JÉSUS-CHRIST, en donnant à manger
à cinq mille personnes avec cinq pains et
deux poissons, fit un miracle auquel les
apôtres ne s'attendaient pas, quoiqu'ils lui
en eussent vu faire plusieurs autres; et il le fit
autant pour augmenter leur foi et pour les
convaincre plus pleinement de sa toute-puissance,
que pour subvenir aux besoins du peuple qui l'avait
suivi.
Ainsi ce miracle est l'un des plus
illustres que Notre Seigneur ait faits, surtout par
le grand nombre de ceux qui en furent les
témoins. Saint Jean remarque que ces
gens-là furent tellement frappés de
cette merveille, que non-seulement ils disaient que
Jésus était le prophète et le
Messie que les Juifs attendaient, mais qu'ils
voulurent le déclarer roi; ce qui fit que
Notre Seigneur se retira dans un lieu
écarté, ne voulant pas qu'il
arrivât aucun trouble à son occasion.
Cette démarche des Juifs
était un effet de l'opinion qu'ils avaient
que le Messie serait un roi temporel; mais la
retraite de Jésus-Christ marquait que son
règne n'était point de la terre. Cela
doit nous apprendre à ne point chercher
notre gloire en ce monde, et surtout à fuir
l'éclat et à nous contenir toujours
dans une grande humilité.
Jésus-Christ fit en ce
temps-là un autre miracle en faveur des
apôtres, et qui dût faire une grande
impression sur eux, lorsqu'il vint vers eux en
marchant sur la mer.

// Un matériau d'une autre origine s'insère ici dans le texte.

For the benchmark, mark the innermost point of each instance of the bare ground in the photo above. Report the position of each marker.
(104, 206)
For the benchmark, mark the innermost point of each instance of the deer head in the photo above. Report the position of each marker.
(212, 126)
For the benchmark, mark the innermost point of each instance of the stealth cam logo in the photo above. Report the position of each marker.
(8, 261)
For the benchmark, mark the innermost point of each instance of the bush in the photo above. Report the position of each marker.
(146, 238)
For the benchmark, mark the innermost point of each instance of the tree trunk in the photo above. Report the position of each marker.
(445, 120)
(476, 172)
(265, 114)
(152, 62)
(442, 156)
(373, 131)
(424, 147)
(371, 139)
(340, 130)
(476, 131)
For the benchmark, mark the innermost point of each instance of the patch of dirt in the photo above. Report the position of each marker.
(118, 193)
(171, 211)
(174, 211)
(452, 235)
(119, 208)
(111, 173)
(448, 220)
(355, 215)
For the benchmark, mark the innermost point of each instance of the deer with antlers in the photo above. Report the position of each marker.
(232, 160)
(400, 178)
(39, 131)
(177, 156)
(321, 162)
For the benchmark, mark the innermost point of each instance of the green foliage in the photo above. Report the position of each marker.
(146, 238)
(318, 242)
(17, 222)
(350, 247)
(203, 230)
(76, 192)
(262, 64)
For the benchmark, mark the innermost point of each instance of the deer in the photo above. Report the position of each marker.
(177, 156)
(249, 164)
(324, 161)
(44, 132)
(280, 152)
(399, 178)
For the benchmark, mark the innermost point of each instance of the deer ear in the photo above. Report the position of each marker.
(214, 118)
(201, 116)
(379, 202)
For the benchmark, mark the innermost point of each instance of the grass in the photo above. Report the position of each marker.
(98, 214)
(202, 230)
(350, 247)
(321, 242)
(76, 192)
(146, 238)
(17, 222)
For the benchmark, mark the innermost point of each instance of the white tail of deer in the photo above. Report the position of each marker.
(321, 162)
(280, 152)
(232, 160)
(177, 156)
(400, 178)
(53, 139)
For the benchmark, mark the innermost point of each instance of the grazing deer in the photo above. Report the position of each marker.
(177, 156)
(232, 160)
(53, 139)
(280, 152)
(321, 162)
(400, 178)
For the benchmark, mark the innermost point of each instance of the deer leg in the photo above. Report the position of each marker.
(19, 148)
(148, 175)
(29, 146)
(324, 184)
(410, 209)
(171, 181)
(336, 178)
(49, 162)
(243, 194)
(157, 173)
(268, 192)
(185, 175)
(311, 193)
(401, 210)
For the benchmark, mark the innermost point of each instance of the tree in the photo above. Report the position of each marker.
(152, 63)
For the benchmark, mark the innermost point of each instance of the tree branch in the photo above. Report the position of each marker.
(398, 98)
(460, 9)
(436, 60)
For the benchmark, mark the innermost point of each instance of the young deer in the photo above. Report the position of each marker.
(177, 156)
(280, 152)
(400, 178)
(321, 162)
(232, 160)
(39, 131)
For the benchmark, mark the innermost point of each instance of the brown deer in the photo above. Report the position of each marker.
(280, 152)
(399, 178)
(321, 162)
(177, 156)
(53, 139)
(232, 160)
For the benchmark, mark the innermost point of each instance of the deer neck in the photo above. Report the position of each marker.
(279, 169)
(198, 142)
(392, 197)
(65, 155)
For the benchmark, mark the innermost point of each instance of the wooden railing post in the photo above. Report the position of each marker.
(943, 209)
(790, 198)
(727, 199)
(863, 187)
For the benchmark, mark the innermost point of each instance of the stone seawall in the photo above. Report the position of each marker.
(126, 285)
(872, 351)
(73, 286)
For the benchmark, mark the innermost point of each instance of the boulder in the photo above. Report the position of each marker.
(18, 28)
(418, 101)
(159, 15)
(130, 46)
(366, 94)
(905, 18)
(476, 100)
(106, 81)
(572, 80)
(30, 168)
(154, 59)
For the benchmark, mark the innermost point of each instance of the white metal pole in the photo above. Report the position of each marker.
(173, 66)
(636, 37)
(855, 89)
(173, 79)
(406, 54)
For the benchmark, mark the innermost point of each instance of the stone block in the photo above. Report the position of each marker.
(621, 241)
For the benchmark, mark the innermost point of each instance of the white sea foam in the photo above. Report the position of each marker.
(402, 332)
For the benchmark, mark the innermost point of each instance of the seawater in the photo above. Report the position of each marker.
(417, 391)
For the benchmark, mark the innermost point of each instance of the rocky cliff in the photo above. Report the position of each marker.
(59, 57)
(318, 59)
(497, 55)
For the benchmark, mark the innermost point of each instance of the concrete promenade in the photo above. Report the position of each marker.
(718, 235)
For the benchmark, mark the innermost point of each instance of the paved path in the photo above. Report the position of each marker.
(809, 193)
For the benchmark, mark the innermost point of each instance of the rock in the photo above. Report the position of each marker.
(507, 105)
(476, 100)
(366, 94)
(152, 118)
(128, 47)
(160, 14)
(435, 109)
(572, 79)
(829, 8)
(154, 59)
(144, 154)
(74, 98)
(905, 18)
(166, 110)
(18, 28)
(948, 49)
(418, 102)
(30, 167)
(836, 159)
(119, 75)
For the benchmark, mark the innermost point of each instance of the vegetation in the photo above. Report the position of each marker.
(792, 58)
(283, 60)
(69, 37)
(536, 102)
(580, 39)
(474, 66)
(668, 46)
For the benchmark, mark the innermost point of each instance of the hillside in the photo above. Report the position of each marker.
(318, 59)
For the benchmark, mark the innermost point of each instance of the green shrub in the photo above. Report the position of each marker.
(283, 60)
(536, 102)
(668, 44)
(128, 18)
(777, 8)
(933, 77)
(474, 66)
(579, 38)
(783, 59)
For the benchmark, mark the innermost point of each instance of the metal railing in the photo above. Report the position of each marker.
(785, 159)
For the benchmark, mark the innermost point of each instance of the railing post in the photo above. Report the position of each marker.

Il fit aussi voir dans cette
occasion le soin qu'il avait de ses chers disciples
et l'amour qu'il leur portait, les laissant
exposés à l'orage afin de les
éprouver, et les délivrant ensuite
d'une manière plus magnifique et plus
consolante que s'il eût été
d'abord avec eux. Telle est l'issue que les
épreuves et les afflictions ont
ordinairement pour ceux que Dieu aime; il vient
tôt ou tard à leur secours, et les
maux qu'il leur envoie ne servent qu'à
manifester l'amour qu'il leur porte, et qu'à
augmenter leur consolation et leur joie.
CHAPITRE VI.
.22-71.-
Notre Seigneur,
- ayant nourri miraculeusement le peuple avec
cinq pains et deux poissons, et voyant que ce
peuple le suivait avec empressement, prend de
là occasion de les exhorter à
rechercher la nourriture spirituelle, qui fait
vivre éternellement, plutôt que la
nourriture du corps.
- Il leur dit ensuite qu'il était
lui-même cette nourriture et le vrai pain
du ciel, et que ceux qui mangeraient de ce pain
auraient la vie éternelle. Il ajoute,
pour expliquer plus particulièrement sa
pensée, que cette nourriture était
sa chair et son sang qu'il donnerait pour la vie
du monde; par où il voulait marquer les
fruits de sa mort, mais il s'exprima
figurément et avec quelque
obscurité, parce qu'il ne voulait pas
dire alors clairement qu'on le ferait mourir.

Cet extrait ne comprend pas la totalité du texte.